Since last year, Birkhead said deputies have worked mandatory overtime shifts at the jail to help make up for the shortage.

But since the shortage has gotten worse in the last year, Birkhead said deputies will now be required to get dual certified to serve as both detention officers and law enforcement officers.

“That allows me to sort of mix-and-match, and move folks around as the need arises,” Birkhead said.

Birkhead said deputies will take a two-week course to get dual certified and that will start sometime this fall.

He said the good news is they have seen an increase in detention officer applicants recently.

This past week, the sheriff’s office started their Basic Detention Officer Academy at Durham Tech with 10 detention officer cadets.

Also, the Durham County Commissioners recently approved a salary increase for detention officers in Durham as they are now making $44,575, which Birkhead said is roughly a $5,000 salary increase.

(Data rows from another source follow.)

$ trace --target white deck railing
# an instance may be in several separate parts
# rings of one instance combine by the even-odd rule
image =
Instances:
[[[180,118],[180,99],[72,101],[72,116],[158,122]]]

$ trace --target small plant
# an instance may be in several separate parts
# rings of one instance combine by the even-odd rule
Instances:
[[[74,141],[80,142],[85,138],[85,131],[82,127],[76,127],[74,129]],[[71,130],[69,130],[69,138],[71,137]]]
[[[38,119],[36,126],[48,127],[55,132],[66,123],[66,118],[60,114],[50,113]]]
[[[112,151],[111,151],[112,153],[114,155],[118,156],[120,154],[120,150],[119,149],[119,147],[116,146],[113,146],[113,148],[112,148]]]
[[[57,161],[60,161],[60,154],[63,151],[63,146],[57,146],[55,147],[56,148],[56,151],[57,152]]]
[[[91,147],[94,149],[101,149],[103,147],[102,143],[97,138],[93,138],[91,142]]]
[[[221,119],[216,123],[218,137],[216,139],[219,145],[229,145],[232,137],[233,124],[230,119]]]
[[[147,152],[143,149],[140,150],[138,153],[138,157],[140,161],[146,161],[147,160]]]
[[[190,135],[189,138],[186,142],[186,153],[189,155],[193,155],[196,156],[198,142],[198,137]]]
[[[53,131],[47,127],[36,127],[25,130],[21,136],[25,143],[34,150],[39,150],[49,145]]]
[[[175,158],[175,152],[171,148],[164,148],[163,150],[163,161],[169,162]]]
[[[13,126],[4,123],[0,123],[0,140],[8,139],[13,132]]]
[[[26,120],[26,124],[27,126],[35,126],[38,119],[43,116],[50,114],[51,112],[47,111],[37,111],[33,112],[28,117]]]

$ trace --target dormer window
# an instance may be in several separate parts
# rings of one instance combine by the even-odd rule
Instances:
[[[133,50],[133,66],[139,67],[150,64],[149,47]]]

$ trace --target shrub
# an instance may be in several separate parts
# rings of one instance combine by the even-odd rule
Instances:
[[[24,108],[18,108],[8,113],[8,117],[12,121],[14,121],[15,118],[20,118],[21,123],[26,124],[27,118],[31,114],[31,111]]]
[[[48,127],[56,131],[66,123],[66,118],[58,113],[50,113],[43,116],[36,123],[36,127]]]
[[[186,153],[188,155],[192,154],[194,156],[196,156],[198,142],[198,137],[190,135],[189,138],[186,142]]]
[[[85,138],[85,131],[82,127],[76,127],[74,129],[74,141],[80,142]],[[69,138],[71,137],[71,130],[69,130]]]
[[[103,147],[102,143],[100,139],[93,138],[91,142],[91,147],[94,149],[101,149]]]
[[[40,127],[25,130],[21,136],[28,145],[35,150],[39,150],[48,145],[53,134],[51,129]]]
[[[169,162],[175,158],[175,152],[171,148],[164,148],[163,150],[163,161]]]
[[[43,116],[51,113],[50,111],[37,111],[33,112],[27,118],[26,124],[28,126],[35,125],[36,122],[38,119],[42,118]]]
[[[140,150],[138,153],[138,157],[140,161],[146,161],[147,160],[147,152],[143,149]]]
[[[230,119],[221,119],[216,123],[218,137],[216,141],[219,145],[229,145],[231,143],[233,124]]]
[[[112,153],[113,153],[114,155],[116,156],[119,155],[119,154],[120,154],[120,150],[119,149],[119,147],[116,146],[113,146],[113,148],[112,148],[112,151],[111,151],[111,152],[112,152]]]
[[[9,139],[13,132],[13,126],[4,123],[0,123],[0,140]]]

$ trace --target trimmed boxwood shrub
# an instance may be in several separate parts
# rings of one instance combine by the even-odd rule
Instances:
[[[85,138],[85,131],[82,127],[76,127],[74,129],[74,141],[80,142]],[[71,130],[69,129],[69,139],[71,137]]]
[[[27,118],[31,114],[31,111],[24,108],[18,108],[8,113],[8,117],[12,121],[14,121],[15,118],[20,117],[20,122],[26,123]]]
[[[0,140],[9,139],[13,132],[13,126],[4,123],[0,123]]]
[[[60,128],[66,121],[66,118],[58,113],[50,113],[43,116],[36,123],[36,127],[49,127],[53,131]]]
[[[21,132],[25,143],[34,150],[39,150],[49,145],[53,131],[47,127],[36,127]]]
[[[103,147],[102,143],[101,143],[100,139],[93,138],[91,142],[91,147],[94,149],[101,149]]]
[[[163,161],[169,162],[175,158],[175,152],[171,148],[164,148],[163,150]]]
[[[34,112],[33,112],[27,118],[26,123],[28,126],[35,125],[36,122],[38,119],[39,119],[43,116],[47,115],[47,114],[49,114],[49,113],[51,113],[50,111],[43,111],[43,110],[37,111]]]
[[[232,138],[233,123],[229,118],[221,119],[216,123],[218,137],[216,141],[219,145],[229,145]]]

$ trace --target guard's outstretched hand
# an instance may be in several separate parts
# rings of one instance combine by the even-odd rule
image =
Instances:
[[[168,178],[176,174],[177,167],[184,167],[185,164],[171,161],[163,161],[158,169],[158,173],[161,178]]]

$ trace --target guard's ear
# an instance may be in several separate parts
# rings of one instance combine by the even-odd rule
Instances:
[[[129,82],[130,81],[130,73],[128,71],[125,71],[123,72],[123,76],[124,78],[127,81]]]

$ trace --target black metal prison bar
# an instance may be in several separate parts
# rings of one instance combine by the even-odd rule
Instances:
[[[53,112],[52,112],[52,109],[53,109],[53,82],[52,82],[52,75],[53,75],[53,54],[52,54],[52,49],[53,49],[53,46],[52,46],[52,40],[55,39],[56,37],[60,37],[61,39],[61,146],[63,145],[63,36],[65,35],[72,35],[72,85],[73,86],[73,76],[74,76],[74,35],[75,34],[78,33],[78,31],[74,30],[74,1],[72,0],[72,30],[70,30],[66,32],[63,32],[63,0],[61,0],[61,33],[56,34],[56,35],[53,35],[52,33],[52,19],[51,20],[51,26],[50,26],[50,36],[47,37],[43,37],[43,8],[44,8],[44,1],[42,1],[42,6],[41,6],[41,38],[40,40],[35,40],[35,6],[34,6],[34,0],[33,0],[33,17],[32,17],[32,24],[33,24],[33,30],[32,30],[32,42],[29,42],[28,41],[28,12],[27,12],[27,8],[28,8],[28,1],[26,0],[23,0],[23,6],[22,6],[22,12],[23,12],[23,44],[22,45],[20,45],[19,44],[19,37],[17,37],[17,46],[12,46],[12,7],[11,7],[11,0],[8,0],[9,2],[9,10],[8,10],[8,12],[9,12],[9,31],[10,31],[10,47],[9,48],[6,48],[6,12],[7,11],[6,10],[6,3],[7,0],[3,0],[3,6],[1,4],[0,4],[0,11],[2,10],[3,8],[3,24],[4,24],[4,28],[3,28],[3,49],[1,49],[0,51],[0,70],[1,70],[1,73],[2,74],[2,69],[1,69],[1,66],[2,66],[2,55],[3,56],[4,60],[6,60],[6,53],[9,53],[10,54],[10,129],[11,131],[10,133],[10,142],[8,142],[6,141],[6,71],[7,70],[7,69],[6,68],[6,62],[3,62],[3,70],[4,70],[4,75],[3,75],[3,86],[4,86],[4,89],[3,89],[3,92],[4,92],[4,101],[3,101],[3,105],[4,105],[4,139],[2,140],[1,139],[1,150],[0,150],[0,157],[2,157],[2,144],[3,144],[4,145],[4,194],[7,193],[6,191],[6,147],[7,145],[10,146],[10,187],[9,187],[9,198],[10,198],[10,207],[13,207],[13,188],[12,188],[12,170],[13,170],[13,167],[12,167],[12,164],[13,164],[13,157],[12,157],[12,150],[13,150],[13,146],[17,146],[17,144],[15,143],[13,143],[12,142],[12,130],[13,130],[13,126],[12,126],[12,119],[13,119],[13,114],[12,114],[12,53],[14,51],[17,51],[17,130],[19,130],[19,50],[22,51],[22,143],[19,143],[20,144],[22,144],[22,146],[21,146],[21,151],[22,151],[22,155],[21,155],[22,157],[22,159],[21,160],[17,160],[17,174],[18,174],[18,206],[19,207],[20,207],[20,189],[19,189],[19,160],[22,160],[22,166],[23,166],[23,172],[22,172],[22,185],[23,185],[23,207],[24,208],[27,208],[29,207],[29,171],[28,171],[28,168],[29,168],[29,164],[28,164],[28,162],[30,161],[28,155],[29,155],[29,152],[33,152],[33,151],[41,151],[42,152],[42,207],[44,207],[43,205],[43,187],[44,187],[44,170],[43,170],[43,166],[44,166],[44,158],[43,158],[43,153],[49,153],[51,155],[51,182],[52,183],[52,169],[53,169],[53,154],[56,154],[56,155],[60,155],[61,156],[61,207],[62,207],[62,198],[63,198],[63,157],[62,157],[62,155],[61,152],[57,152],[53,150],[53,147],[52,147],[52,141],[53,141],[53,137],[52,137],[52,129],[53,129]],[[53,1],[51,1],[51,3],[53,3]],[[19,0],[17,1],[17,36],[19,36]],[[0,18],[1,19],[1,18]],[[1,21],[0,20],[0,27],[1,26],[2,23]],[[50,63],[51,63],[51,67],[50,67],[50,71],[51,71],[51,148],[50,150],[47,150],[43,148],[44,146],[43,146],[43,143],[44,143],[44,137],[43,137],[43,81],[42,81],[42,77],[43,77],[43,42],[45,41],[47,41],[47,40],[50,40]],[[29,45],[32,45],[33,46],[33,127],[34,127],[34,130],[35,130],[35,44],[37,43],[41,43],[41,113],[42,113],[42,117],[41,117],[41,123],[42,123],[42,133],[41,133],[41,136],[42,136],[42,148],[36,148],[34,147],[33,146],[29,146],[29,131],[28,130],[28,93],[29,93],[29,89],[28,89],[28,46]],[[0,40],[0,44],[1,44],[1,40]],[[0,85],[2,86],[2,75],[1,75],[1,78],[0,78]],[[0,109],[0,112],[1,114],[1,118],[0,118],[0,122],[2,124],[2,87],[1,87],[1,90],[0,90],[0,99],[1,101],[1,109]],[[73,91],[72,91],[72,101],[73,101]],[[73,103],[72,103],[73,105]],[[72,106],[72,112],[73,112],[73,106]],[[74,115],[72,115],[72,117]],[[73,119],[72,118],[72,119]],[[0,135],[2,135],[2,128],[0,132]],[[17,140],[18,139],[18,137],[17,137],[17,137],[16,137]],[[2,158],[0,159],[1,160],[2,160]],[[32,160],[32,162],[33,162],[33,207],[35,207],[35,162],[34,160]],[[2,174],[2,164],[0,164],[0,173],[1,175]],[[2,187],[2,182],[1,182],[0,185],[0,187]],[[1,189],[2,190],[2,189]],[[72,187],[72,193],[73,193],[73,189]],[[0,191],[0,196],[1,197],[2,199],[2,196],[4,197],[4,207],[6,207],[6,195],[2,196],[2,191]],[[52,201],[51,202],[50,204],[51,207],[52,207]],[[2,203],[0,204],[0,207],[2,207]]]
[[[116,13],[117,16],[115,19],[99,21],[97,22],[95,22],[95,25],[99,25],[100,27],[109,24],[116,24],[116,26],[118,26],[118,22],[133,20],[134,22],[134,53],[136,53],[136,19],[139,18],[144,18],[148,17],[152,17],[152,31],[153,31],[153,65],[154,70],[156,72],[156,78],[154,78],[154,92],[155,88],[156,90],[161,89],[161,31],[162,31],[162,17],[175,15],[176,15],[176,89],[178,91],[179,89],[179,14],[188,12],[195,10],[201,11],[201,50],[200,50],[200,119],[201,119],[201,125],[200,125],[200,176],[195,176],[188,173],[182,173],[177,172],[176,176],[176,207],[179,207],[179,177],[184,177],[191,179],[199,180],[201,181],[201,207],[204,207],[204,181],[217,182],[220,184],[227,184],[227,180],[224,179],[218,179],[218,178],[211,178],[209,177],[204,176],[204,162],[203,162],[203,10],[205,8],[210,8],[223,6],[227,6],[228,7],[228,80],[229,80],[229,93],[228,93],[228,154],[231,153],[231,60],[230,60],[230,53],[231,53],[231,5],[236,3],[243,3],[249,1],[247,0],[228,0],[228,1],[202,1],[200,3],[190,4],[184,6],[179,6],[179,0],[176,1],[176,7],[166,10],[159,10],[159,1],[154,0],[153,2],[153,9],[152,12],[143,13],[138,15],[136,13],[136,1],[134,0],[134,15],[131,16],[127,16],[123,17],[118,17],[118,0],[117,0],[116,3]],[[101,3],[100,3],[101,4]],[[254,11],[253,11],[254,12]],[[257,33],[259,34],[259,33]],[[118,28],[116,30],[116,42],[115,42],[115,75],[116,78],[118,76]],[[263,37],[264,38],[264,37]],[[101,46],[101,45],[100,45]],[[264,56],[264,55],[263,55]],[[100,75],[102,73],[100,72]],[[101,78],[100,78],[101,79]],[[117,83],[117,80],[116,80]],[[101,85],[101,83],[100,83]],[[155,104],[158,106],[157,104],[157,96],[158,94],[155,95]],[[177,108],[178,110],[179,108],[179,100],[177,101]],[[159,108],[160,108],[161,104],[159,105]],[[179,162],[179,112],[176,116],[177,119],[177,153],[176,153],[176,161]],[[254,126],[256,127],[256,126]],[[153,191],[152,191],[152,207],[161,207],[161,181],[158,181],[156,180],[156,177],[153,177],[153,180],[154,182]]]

“I am hopeful that the increase in salaries, as well as the great innovative programs and strategies that we have at the Durham County Sheriff’s Office, is going to attract more qualified applicants and certainly be able to retain them,” Birkhead said. “I do think we’ll turn this around in the next three years.”

CBS 17 reached out to other counties and found that there are 101 detention officer vacancies in Cumberland County, out of 188 positions.

This means 53 percent of their positions are vacant.

In Wake County, 72 out of 165 detention officer positions are vacant, according to the Wake County Sheriff’s Office.

The Wake County Sheriff’s Office will have a job fair on Wednesday, July 13 from 8 a.m. to 4 p.m. at the Wake County Detention Center at 3301 Hammond Road.

Other counties that CBS 17 contacted, including Nash and Halifax counties said about 25 percent of their detention officer positions are vacant.

In Sampson County, the sheriff’s office said about 17 percent of their detention officer positions are vacant and they have also had deputies fill in at the jail to cover shifts.

In Orange County, the sheriff’s office will be expanding their detention officer staff when they open the jail location, and they will soon be looking to fill 15 more positions.